Cierto día, la princesa amaneció encerrada en la más alta torre del castillo. Permaneció allí durante meses, años quizá, con las ventanas cerradas y sin recibir ni un tímido rayo de sol que ruborizase sus lozanas mejillas. La noticia de que la bella princesa había sido enclaustrada corrió como la pólvora a lo largo de todos los confines del reino. Todos dieron por hecho que los reyes, que no querían que abandonara el hogar, habían sido los que habían girado la llave que aprisionaba a la muchacha. Y estos, que nunca habían demostrado interés por las habladurías ajenas, tampoco se molestaron en desmentir el rumor.
Aquel sinfín de variopintos personajes que habían pasado por el gran salón con la intención de pedir la mano de la princesa emprendió una cruzada para liberarla. Pertrechados con cuerdas y los más extravagantes inventos, acudían, día tras día, a tratar de salvarla. Mas todos sus intentos fueron en vano, pues aquella parecía estar encarcelada en la más infranqueable fortaleza. Todos regresaban a sus hogares exhaustos y con las manos vacías, pero con la firme determinación de intentarlo, al menos, una vez más. Dentro de sus inflados egos no cabía la posibilidad de fracaso.
Sin embargo, el transcurrir del tiempo dejó en evidencia que todos sus intentos eran infructuosos. Y, junto con el fracaso, el cansancio y el hastío llegaron para poner su granito de arena al fin de aquella inútil empresa. Cada día eran menos los valientes que se aventuraban a tratar de subir a la torre, a desafiar al rey o a jugarse la vida sobre el profundo foso que rodeaba la fortaleza. Hasta que un día soleado de otoño, no acudió ninguno más.
Durante todo este tiempo, la princesa había permanecido en sus herméticos aposentos, trazando un plan que le permitiese abandonar aquella vida tediosa con un destino cuajado de todo menos de independencia. Hizo oídos sordos al bullicio que provocaban sus aspirantes a libertadores hasta que llegó un momento en que, hasta sus oídos, solo alcanzó a llegar el tranquilo trino de los pajaritos y el susurro del viento entre las ramas de los árboles. Se habían rendido. Era su momento.

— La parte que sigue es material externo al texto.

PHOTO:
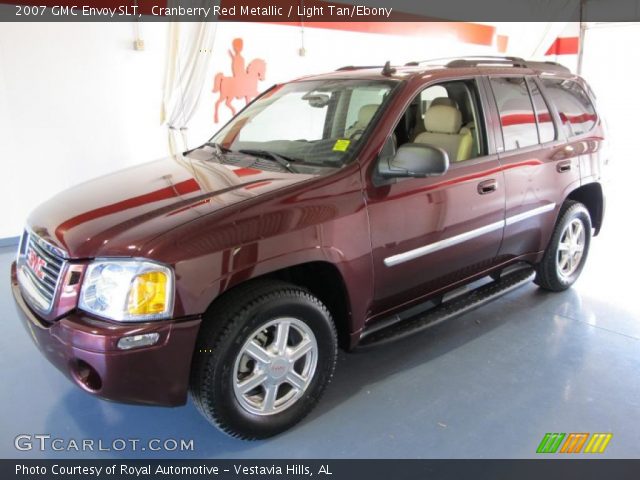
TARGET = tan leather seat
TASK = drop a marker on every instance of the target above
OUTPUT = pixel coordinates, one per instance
(365, 114)
(443, 101)
(443, 129)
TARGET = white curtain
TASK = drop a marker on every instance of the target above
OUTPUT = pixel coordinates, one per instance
(188, 59)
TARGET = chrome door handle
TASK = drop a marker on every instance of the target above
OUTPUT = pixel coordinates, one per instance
(487, 186)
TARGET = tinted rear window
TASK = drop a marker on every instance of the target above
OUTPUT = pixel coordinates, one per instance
(545, 124)
(574, 107)
(518, 121)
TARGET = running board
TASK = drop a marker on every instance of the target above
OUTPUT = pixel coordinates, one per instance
(449, 309)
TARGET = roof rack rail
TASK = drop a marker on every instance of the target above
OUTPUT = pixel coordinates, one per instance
(491, 60)
(357, 67)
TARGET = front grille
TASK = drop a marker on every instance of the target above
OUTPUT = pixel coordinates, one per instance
(40, 267)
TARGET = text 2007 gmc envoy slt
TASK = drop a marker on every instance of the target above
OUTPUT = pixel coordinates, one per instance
(341, 209)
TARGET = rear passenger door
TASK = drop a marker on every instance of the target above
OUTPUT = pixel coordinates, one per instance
(539, 169)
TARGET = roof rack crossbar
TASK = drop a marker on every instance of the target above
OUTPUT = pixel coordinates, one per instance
(492, 60)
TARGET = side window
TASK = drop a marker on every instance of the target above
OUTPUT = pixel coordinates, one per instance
(574, 107)
(445, 116)
(516, 112)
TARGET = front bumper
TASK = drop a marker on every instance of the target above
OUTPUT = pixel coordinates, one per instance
(85, 350)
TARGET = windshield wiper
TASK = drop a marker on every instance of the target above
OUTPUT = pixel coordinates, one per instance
(280, 159)
(217, 147)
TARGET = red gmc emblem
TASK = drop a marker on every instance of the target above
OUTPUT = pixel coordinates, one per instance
(36, 263)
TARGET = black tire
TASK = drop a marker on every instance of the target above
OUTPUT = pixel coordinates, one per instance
(548, 275)
(227, 326)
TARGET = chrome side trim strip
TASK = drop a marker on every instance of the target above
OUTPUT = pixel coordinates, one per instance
(463, 237)
(442, 244)
(530, 213)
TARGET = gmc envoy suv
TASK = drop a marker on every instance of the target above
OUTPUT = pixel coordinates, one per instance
(339, 210)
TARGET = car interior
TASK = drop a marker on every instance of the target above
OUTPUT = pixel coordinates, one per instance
(445, 116)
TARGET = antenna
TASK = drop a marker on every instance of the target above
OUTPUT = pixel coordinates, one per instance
(388, 70)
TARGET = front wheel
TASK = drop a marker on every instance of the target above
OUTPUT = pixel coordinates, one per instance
(567, 251)
(265, 355)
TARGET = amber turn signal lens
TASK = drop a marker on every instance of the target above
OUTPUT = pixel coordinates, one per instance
(148, 294)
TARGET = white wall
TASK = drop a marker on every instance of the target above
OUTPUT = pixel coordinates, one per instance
(612, 67)
(76, 101)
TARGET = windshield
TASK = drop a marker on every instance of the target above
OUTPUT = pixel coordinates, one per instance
(317, 122)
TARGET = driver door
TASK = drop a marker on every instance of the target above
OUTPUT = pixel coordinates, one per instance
(429, 233)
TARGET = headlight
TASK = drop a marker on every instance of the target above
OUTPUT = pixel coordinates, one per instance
(127, 290)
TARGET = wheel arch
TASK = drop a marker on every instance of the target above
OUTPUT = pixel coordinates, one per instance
(592, 197)
(322, 279)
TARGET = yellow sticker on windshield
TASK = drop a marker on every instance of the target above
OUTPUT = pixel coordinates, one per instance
(341, 145)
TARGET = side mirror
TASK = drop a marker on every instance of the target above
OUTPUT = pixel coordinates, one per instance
(414, 160)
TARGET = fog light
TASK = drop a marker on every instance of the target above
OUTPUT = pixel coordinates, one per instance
(135, 341)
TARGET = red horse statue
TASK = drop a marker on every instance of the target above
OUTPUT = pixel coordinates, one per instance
(243, 83)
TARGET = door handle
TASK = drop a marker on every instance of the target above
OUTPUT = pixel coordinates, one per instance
(487, 186)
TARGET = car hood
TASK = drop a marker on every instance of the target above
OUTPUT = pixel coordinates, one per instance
(115, 215)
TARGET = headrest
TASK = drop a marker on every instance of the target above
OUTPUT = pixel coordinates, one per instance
(443, 119)
(366, 113)
(443, 101)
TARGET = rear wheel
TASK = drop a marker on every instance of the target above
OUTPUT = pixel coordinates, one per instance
(567, 251)
(264, 357)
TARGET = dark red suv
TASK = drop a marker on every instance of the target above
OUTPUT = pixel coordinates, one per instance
(340, 209)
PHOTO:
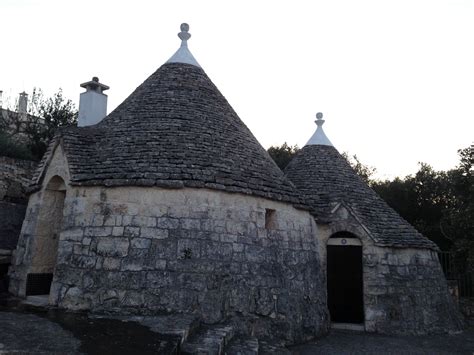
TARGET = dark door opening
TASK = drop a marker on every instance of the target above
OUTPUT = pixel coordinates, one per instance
(38, 284)
(345, 294)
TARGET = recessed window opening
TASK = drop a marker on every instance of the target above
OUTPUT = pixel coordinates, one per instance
(270, 218)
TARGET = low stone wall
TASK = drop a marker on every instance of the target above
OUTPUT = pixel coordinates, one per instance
(145, 250)
(406, 292)
(15, 175)
(466, 306)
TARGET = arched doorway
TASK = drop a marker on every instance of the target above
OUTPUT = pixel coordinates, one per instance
(46, 241)
(344, 278)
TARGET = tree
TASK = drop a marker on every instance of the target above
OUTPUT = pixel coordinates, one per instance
(440, 204)
(365, 172)
(283, 154)
(35, 129)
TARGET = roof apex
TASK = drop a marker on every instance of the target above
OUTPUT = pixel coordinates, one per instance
(319, 137)
(183, 54)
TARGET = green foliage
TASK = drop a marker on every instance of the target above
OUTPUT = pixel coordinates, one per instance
(365, 172)
(282, 155)
(32, 132)
(440, 204)
(11, 149)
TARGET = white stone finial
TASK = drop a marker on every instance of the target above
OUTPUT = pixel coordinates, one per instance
(183, 55)
(319, 137)
(319, 119)
(184, 35)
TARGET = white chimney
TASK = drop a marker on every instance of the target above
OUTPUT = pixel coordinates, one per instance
(23, 102)
(92, 103)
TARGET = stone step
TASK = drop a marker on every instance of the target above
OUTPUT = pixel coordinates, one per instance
(182, 325)
(267, 347)
(242, 346)
(209, 340)
(177, 325)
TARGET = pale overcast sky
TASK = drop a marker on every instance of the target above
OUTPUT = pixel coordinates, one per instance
(394, 79)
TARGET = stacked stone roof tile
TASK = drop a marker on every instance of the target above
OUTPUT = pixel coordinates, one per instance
(175, 130)
(325, 178)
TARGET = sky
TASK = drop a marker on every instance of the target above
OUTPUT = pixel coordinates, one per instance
(394, 79)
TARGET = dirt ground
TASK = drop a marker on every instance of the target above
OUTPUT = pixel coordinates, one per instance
(36, 331)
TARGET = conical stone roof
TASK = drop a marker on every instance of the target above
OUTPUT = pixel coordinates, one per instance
(325, 178)
(175, 130)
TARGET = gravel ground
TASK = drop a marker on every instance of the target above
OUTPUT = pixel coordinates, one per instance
(346, 342)
(33, 332)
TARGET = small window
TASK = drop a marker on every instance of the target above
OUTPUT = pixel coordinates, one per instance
(270, 221)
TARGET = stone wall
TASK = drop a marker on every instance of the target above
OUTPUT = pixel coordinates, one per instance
(405, 291)
(466, 306)
(15, 175)
(145, 250)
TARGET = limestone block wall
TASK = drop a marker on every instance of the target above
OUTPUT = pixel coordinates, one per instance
(15, 175)
(145, 250)
(405, 291)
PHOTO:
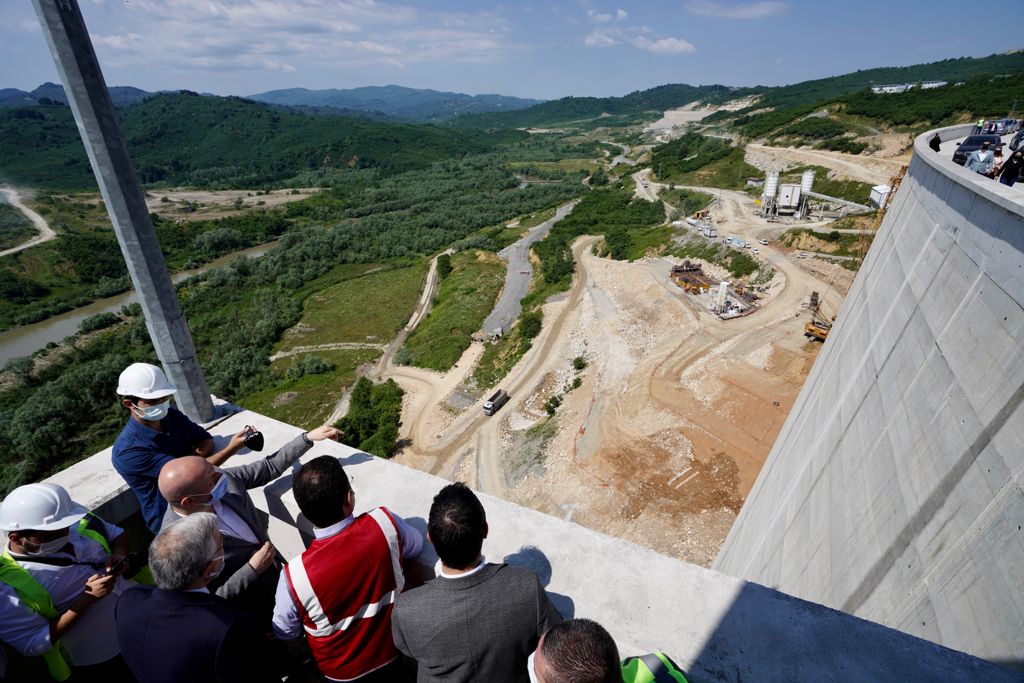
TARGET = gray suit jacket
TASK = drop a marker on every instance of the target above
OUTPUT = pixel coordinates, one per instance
(479, 628)
(238, 582)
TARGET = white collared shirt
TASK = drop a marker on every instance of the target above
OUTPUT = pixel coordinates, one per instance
(287, 623)
(439, 569)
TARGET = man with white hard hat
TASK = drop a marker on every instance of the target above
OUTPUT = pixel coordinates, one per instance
(155, 434)
(59, 566)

Descorrió, uno tras otro, los cerrojos que con tanto ahínco había cerrado meses atrás y partió lejos del castillo con un propósito propio en el bolsillo y un destino forjado por sus propias manos. Nunca más se volvió a saber de ella en el reino, pero el tiempo la convirtió en leyenda. Generación tras generación, quedó para siempre en el recuerdo como la princesa de la más alta torre.
Ana Centellas. Octubre 2021. Derechos registrados.


Ah!, la libertad!. Grande cosa es.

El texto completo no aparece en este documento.